The Verge's Nilay Patel wrote, "Apple used to talk a big game about having a more accurate camera than Samsung, which has done aggressive smoothing and saturation tricks for years, but images from the iPhone XS camera look more like Samsung's cameras than ever. And that might be fine for most people: most of these photos will only ever be viewed on mobile displays, and XS photos look fine-to-great on smartphone screens. But I don't think they hold up to scrutiny the way Pixel 2 photos do."
"Loss of detail is one thing, but there are some subjective things I prefer about the Pixel 2 as well: the XS shoots extremely warm photos, while the Pixel is more true to life, if a little muddier in the reds. Pixel 2 photos are extremely contrasty and somewhat desaturated, which I like, but some people find harsh. This is all part of an age-old battle between what's accurate and what people like to look at, and there's really no right answer," he added.
Performance, battery life
Both iPhone XS and iPhone XS Max are powered by Apple's advanced A12 Bionic processor with dedicated neural engine. Apple said it has improved battery life on its new phones as well. Apple iPhone XS is said to last up to 30 minutes longer than iPhone X whereas iPhone XS is claimed last up to 1.5 hours longer than iPhone X. Most of the reviews are in Apple's favour when it comes performance and battery life.
"The A12 is also the industry's first 7nm chip to ship at scale, which is a big deal for a variety of reasons, particularly battery life. I mostly tested the XS Max, and it did great — better than even Apple's claim of 90 minutes more than the X. In fact, I got a full 12 hours of battery life out of the XS Max without low power mode, and that's even under my heavy daily use of constant Slack and email usage, video watching, photo taking, and browsing. The smaller XS is rated to get 30 minutes more than the X, which has run for about 8 hours for me this past year. It's solid," wrote Nilay Patel.
"That said, battery life has been hard to judge. In my rundown tests, the iPhone XS Max clearly went beast mode, outlasting my iPhone X and iPhone XS. Between those two, though, it was tougher to tell. I try to wait until the end of the period I have to test the phones to do battery stuff so that background indexing doesn't affect the numbers. In my 'real world' testing in the 90+ degree heat around here, iPhone XS did best my iPhone X by a few percentage points, which is what Apple does claim, but my X is also a year old. The battery didn't fail during even intense days of testing with the XS," wrote Matthew Panzarino on TechCrunch.
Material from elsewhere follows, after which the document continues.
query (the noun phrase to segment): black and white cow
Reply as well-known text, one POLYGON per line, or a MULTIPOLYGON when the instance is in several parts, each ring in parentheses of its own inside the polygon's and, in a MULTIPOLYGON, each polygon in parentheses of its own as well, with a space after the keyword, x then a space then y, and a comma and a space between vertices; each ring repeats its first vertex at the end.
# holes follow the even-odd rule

"The XS lasts, according to Apple, 30 minutes more than the X. So far, in everyday use, it feels the same. The larger XS Max lasts an hour and a half longer, at least on paper, but it's worth noting that I had to charge even the Max midway through the day so I wouldn't risk running low on battery on my commute home. That's no different from my iPhone X battery experience. More gentle users may do fine with the XS battery, but I'd sacrifice a millimeter of thickness for longer battery life. (Interestingly, the thicker iPhone XR lasts longer than both XS phones, according to Apple's own specs.)," added CNET's Scott Stein.